For transient transfection and luciferase assays, cells were seeded into six-well dishes and transfected at ∼80% confluency with a total of 1 μg of (SBE)4-luc reporter plasmid (Zawel ) in 100 μl of prewarmed OptiMEM with 5 μl of FuGENE 6 Transfection Reagent (11 814 443 001; Roche). All cells were cotransfected with an equivalent amount of total DNA, including 0.5 μg of pRK5-βGal reporter construct, which constitutively expresses β-galactosidase (Feng ). The next day, the media were changed prior to commencement of the indicated experimental conditions. At the completion of the experiment, cells were washed twice with PBS and lysed using 300 μl of Reporter Lysis Buffer (E397A; Promega, Madison, WI). Lysates were cleared by centrifugation and assayed for luciferase and β-gal activity according to the manufacturers’ protocols (Promega and Tropix [Bedford, MA], respectively). Luciferase is expressed relative to β-galactosidase expression to normalize for technical variability. Figures represent averages and standard deviations of three biological replicates. Student's t test was used to evaluate statistical significance.

Smad3 ablation

ATDC5 cells plated in T75 flasks were infected by adding media containing lentivirus constructs that express either a pLKO.1 puro Smad3 shRNA (NM_016769.2-1430s1c1; Sigma-Aldrich) or a nontargeting shRNA sequence (SHC002; Sigma-Aldrich), which was used as a negative control. Lentivirus was produced in the University of California, San Francisco, Lentiviral RNAi Core. The day after infection, cells were seeded on to either plastic or gel substrates for 8 h before addition of selection media containing 2 μg/ml puromycin. After selection, TGFβ was added as indicated.

Western blot analysis

ATDC5 cells were serum starved (50/50 DMEM/F12, 0.2% fetal bovine serum [FBS]) for 4 h before treatment with TGFβ for 45 min. Whole-cell lysates were collected in 1× RIPA buffer (10 mM Tris, pH 8, 1 mM EDTA, 1 mM ethylene glycol tetraacetic acid, 140 mM sodium chloride, 1% Triton X-100, 0.1% sodium deoxycholate, 0.1% SDS) supplemented with 5 mM Na3VO4, 10 mM NaPPi, 100 mM NaF, 500 μM phenylmethylsulfonyl fluoride, and 5 mg/ml eComplete Mini protease inhibitor tablet (11 836 153 001; Roche). Lysates were sonicated three times for 5 s each, clarified by centrifugation, and assessed for protein concentration using a Bradford assay. Protein was separated on 8.5% SDS–PAGE gels and transferred to nitrocellulose membranes.
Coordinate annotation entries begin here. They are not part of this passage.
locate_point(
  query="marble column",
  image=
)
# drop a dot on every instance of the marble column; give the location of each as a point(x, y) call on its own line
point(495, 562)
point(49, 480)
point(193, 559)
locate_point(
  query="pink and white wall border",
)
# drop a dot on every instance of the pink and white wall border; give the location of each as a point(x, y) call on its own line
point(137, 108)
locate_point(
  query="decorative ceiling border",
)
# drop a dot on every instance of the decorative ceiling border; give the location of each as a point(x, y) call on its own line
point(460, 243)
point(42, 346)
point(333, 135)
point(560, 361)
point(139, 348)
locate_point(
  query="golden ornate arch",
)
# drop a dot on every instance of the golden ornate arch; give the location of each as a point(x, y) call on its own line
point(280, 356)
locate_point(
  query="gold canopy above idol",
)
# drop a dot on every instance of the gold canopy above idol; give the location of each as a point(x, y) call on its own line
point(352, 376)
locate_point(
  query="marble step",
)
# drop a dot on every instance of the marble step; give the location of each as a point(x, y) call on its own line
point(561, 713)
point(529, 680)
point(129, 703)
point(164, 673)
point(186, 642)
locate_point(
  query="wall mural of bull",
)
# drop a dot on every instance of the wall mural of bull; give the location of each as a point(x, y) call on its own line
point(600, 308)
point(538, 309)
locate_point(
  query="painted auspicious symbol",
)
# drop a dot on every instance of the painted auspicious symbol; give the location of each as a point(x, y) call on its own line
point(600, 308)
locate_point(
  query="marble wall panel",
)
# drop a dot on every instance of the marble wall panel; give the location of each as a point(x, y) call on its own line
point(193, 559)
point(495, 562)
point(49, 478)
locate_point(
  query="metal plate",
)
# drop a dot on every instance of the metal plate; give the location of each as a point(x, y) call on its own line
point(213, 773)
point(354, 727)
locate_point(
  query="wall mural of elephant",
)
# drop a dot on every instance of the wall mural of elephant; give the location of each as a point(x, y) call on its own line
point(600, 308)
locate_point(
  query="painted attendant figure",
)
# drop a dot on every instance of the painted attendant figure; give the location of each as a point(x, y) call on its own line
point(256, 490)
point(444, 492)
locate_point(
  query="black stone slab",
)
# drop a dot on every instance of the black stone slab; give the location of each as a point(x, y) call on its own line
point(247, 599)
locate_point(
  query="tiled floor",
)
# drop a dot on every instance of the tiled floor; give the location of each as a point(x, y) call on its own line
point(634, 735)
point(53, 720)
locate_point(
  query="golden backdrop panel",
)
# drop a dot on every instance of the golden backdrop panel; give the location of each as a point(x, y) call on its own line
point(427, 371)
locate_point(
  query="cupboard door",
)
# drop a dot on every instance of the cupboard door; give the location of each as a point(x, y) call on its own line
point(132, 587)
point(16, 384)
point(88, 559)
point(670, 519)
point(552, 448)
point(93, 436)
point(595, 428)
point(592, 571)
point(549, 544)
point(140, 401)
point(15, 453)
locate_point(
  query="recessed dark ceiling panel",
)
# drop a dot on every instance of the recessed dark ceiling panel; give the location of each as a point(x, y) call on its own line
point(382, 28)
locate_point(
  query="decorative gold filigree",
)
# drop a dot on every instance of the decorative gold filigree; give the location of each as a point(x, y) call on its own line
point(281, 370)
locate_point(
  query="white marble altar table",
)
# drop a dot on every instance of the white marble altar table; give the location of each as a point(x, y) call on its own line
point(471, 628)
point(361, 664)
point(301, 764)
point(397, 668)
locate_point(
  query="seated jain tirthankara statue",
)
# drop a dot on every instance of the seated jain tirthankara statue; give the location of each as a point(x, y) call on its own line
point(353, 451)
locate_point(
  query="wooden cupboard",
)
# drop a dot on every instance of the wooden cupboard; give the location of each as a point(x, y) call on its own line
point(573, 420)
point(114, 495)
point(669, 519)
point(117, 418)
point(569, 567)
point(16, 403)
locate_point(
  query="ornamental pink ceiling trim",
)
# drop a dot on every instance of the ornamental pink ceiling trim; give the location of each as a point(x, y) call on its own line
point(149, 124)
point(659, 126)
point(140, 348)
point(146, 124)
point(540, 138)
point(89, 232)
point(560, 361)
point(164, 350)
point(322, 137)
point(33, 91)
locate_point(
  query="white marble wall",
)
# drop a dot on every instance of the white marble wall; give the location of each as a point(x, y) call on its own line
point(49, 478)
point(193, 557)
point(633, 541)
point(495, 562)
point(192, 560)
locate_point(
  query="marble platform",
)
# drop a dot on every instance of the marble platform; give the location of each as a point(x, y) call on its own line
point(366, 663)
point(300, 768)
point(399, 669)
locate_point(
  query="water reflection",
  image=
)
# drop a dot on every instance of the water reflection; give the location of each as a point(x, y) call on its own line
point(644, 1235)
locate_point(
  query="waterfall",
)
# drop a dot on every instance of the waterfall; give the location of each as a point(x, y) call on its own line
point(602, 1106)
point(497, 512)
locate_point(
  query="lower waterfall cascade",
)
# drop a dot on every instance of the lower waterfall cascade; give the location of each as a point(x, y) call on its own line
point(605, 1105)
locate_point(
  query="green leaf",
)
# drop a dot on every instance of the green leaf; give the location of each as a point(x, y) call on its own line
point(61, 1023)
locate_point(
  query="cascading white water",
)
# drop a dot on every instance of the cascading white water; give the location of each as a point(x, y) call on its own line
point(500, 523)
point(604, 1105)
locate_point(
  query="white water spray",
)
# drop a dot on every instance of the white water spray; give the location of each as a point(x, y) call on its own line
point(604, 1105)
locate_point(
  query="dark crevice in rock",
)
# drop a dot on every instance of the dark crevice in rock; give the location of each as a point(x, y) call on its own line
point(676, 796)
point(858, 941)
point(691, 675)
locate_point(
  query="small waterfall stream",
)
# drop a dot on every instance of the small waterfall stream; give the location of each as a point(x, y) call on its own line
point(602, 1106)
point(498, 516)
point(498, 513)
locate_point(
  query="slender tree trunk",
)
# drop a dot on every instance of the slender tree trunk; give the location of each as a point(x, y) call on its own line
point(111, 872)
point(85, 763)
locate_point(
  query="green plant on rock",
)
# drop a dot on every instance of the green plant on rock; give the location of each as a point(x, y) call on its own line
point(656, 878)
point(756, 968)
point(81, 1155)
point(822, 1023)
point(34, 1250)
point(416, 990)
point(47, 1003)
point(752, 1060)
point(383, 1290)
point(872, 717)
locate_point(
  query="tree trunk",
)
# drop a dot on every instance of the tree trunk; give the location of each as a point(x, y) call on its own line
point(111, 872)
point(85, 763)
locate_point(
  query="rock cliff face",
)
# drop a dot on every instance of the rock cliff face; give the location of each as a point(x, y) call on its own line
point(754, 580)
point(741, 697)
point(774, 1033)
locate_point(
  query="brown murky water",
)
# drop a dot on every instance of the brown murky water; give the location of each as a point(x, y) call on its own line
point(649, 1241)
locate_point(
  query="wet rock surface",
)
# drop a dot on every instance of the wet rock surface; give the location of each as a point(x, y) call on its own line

Blots were probed with the following primary and secondary antibodies: β-actin (ab8226; Abcam, Cambridge, MA), Smad2/3 (sc8332; Santa Cruz Biotechnology, Santa Cruz, CA), pSmad3 (a gift from E. Leof, Mayo Clinic, Rochester, MN), p38 (9218; Cell Signaling, Beverly, MA), pp38 (9211; Cell Signaling), and anti-mouse and anti-rabbit secondary antibodies that were conjugated to 680 or 800CW IRDye fluorophores detected using a LI-COR infrared imaging system (926-68020 and 926-32211; LI-COR Biosciences, Lincoln, NE). Blots shown are representative of multiple technical replicates of at least two independent experiments for each condition.

Immunofluorescence

Cells were cultured as indicated on collagen II–coated gel or glass substrates in eight-well Lab-Tek chamber slides (177402; Nunc/Thermo Fisher Scientific, Rochester, NY) with and without TGFβ for 45 min before harvest. Cells were washed in PBS twice, followed by fixation in 4% paraformaldehyde in PBS for 15 min at room temperature. After three PBS washes, cells were permeabilized in PBS with 0.5% Triton X-100 for 5 min and washed again (3× PBS). Cells were blocked for 1 h (PBS, 10% goat serum, and 0.5% Triton X-100) before overnight incubation with Smad2/3 antibody (sc8332; Santa Cruz Biotechnology) diluted 1:400 in PBS, 2% goat serum, and 3% Triton X-100 at 4°C in a humidifying chamber. After three PBS washes, cells were incubated with the secondary goat anti-rabbit Alexa Fluor 488 (A11034; Invitrogen) diluted 1:400 in PBS with 2% goat serum and 1.5% Triton X-100 for 1 h at room temperature, followed by another three washes with PBS. Rhodamine–phalloidin (R415; Invitrogen) was diluted to 1:800 in PBS and incubated with fixed cells for 20 min at room temperature. Finally, cells were washed with PBS three times and the well walls removed. For cells cultured on glass, the gasket was removed before adding SlowFade Gold mounting medium with 4′,6-diamidino-2-phenylindole (DAPI; S36939; Invitrogen) and covering it with a coverslip. For cells cultured on gels, the gasket was left attached, and mounting medium was added to each gel before applying the coverslip. Cells were visualized using an Olympus IX Widefield Microscope (Olympus, Tokyo, Japan). Images were processed in ImageJ (National Institutes of Health, Bethesda, MD). The averages and standard deviations shown in the figure represent the percentage of cells with nuclear localized Smad2/3 in several images taken across three biological replicates for each substrate. ANOVA followed by the Student Newman–Keuls test was used to evaluate statistical significance.
  77 in total

1.  RhoA/ROCK signaling regulates Sox9 expression and actin organization during chondrogenesis.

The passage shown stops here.